Find the displacement in meters and t is measured in seconds

The book gives this:
The displacement of the object over the time inverval from t to tx (they used delta t but this is easier for the purpose) is

delta S = f(t + tx) - f(t)

I did what I needed, by acting as this is a difference quotient without a limit or denominator, to solve normally and got this:

$tx^2 + 2txt - 3xt$

The answer, however, is 10.
I'm sure there is some reason why the above (as in my answer) = 2t. But, I don't know how.

Thank you!.

2. Originally Posted by Truthbetold
A particle moves along a line so tat its position at any time t>= 0 is given by the function

$s(t)= t^2-3t+2$

where s is measure in meters and t is measured in seconds

Find the displacement in meters and t is measured in seconds

The book gives this:
The displacement of the object over the time inverval from t to tx (they used delta t but this is easier for the purpose) is

delta S = f(t + tx) - f(t)

I did what I needed, by acting as this is a difference quotient without a limit or denominator, to solve normally and got this:

$tx^2 + 2txt - 3xt$

The answer, however, is 10.
I'm sure there is some reason why the above (as in my answer) = 2t. But, I don't know how.

Thank you!.
There seems to be something missing from the problem statement (at least
as far as I can tell).
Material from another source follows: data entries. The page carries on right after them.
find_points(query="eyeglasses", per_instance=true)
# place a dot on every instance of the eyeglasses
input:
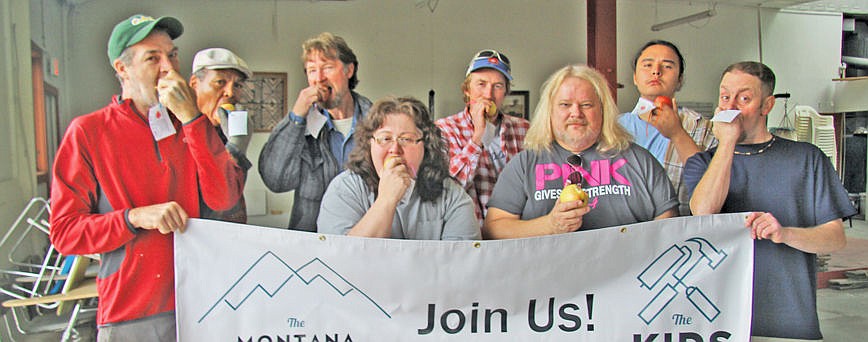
(575, 176)
(486, 54)
(403, 141)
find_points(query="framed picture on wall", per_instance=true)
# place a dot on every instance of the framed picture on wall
(517, 103)
(264, 98)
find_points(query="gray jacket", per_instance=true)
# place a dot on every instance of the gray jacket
(293, 159)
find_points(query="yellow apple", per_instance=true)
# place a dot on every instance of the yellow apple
(572, 193)
(386, 161)
(491, 111)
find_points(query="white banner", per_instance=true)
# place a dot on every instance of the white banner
(682, 279)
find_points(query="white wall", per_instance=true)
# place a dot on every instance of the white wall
(17, 156)
(803, 49)
(407, 50)
(402, 49)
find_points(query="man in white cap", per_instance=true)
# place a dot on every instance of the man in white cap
(481, 138)
(126, 178)
(218, 77)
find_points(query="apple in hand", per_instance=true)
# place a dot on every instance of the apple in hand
(663, 101)
(572, 193)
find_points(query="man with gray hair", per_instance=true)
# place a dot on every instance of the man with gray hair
(794, 196)
(218, 77)
(309, 147)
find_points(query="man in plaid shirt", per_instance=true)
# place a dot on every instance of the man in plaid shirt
(671, 136)
(481, 139)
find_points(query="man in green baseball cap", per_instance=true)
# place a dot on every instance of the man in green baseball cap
(126, 179)
(137, 27)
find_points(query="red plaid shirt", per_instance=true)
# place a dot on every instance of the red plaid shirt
(471, 164)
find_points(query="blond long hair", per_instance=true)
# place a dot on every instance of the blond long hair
(540, 135)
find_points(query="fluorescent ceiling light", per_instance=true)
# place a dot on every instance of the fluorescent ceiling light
(684, 20)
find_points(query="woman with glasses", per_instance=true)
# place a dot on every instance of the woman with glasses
(397, 182)
(575, 138)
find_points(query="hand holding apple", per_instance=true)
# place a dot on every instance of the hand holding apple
(394, 179)
(572, 193)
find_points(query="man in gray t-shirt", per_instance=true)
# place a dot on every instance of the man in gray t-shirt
(622, 189)
(575, 136)
(795, 197)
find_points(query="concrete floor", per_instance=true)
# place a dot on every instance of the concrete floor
(844, 313)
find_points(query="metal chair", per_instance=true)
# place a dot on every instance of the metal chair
(36, 278)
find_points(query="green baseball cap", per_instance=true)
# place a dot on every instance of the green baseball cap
(132, 30)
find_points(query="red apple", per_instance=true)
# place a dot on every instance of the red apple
(662, 101)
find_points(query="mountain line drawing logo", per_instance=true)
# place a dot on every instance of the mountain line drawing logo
(264, 276)
(670, 269)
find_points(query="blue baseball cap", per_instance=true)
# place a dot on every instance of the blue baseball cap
(490, 59)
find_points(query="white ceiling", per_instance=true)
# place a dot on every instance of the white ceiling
(838, 6)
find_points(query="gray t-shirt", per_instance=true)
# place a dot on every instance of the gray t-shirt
(795, 182)
(624, 188)
(450, 217)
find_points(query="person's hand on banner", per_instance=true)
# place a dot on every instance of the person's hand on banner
(764, 226)
(566, 217)
(166, 217)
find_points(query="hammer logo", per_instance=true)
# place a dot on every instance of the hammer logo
(666, 275)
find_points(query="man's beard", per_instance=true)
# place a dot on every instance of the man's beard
(587, 138)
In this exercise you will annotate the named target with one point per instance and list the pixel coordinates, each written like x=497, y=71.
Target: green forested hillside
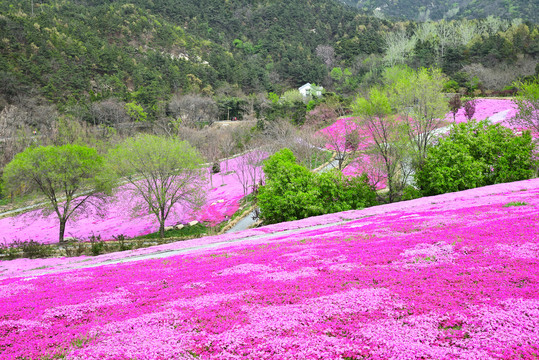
x=423, y=10
x=143, y=52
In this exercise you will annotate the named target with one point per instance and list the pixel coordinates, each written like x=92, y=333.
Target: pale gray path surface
x=160, y=254
x=244, y=223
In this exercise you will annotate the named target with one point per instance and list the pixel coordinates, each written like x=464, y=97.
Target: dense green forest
x=75, y=54
x=423, y=10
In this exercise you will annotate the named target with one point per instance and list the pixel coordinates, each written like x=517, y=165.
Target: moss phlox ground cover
x=453, y=276
x=497, y=110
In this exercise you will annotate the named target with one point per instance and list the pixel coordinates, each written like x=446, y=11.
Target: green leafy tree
x=161, y=172
x=71, y=177
x=293, y=192
x=476, y=154
x=419, y=98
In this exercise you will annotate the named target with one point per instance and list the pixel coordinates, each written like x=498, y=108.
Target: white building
x=311, y=90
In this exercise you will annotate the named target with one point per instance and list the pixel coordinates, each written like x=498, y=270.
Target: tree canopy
x=293, y=192
x=161, y=173
x=476, y=154
x=71, y=177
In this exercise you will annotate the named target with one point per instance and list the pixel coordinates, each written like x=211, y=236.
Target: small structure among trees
x=71, y=177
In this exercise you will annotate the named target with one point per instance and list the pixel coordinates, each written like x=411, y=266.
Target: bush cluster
x=293, y=192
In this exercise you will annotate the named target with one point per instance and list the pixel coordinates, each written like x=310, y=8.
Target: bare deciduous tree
x=110, y=112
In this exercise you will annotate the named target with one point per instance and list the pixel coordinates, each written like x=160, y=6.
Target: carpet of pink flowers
x=223, y=201
x=455, y=276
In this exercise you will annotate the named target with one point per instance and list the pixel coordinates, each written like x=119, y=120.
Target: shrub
x=293, y=192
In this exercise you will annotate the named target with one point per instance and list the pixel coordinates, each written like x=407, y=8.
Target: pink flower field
x=453, y=276
x=222, y=202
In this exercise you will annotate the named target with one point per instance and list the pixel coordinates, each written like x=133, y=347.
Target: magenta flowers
x=453, y=276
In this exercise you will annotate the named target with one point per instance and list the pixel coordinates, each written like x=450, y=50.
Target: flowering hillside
x=498, y=111
x=453, y=276
x=222, y=202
Meybe there are some implied conditions applicable to
the problems in the section of your course this comes from.

RonL

3. Originally Posted by Truthbetold
A particle moves along a line so tat its position at any time t>= 0 is given by the function

$s(t)= t^2-3t+2$

where s is measure in meters and t is measured in seconds

Find the displacement in meters and t is measured in seconds

.
.
.

The answer, however, is 10.
I'm sure there is some reason why the above (as in my answer) = 2t. But, I don't know how.
If the answer is 2t = 10 then obviously you have an upper value of t = 5? (Which you didn't mention.)

If so, then I am assuming the problem is to find the displacement between the times t = 0 s and t = 5 s?

$s(0) = 0^2 - 3 \cdot 0 + 2 = 2$

$s(5) = 5^2 - 3 \cdot 5 + 2 = 12$

so
$s(5) - s(0) = 12 - 2 = 10$

In the future, please write out the whole question.

-Dan